Post by Eurydice on Mar 17, 2008 10:26:47 GMT -5
It was nearly a day now, since Valas had brought her to relative safety at the hands of his employer, lord so-and-so, and Kirjava was only just beginning to catch her breath.
It wasn't just the characteristic dizzy haze of her illness, now receding, keeping her disoriented, nor was it the mad dash to get across the border, but rather the whirlwind change in her life that had started abruptly, a few days ago, when the tall, pale stranger with red hair burst in on her and derailed her life. She hadn't been able to think, at the time, that she was terrified, that this might have some lasting effect on her-- self-preservation had been her only concern at the time. He needed a place to hide, and she would provide it without screaming for the guard; it was a simple exchange.
Now, she was sitting in some impenetrable keep, in her own room, with fine linen sheets and a soft mattress cradling her. Someone even stood guard outside her door, as if she had reason to fear for her safety from anyone in this place. Valas had introduced her to his master when they'd first arrived, promising that they would talk soon.
For her part, Kiri didn't know what to do with herself but lie in her room, recover her strength, and wait to wake up from what was surely an impossible dream.
She couldn't even begin to think of what she was going to do now.
The problem was, she had spent so long on the run, so many years able to focus on nothing but fleeing for her life, that there was nothing else of her left. She carried the scraps of her former life with her-- the rapier her father had made for her birthday once hung at her side; her familiar, Wildeor, trotted behind her or curled up in her bag, next to the few spell components she could afford; the clothes on her back had been washed and mended by hand a hundred times; the ring on her left middle finger hugged her flesh, an extension of herself; and that was her everything. Her skin was pale as death, for she rarely ventured out in daylight; her coal black hair was snipped at a nondescript, unfashionable shoulder-length cut, which she did whenever it grew too long to manage otherwise; and even in this fortified sanctuary, her eyes roamed the walls and doors restlessly, constantly seeking her pursuers.
She had nothing but her flight to cling to. Her family and her only friends were buried half a world away. She had no hobbies, no special talents that weren't purely to aid in her avoiding detection, no purpose but survival, and hell, she wasn't even sure why she was so desperate to survive anymore.
She considered Valas with muted envy. He had been granted a new lease on life.
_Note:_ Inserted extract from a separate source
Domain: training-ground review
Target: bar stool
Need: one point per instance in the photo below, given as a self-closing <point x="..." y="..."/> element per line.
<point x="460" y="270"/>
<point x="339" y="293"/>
He had been given direction, a master, a purpose, access to any material possessions that he needed, and beyond that, the knowledge that what he was doing would have an impact on the world around him. Perhaps he loved having that role, glad for a chance to serve in his own way, and perhaps he was just resigned to it, for he had known little else in this lifetime.
She envied the fancy dagger at his side, the new task he was given every week or month, the way people stepped out of his way, in this place, for fear and respect; she envied the knowing look given him by the older man who had met them at the border, silent and swift, and the favoring glance of his pretty elf companion. But most, she envied Valas for having a lord to serve, protective, paternal, all-seeing. She remembered having direction like that, a lifetime ago. She had known then that she would have to give it up some day, and she knew, on some level, that it would pain her, but then that security and belonging was wrenched away prematurely, and she was left with nothing but her two feet to carry her as far away as she could manage.
She missed being smart, doing well at her classes and earning a pat on the back. She missed her peers and those fierce, pointless, intellectual debates that they had shared. She missed her brother and sister. She missed doing something that, she thought, mattered.
Worst of all, she had not thought of any of these things in years, but seeing her new guardian here with that same wealth and security and purpose and respect threw their absence in her life into such sharp relief, and she wondered if Valas really knew how lucky he was.
With some effort, she got up from the bed. At the far end of the room, there was a desk and bookshelf, amply supplied with paper and pen. She sat, flexed stiff fingers, and began to write.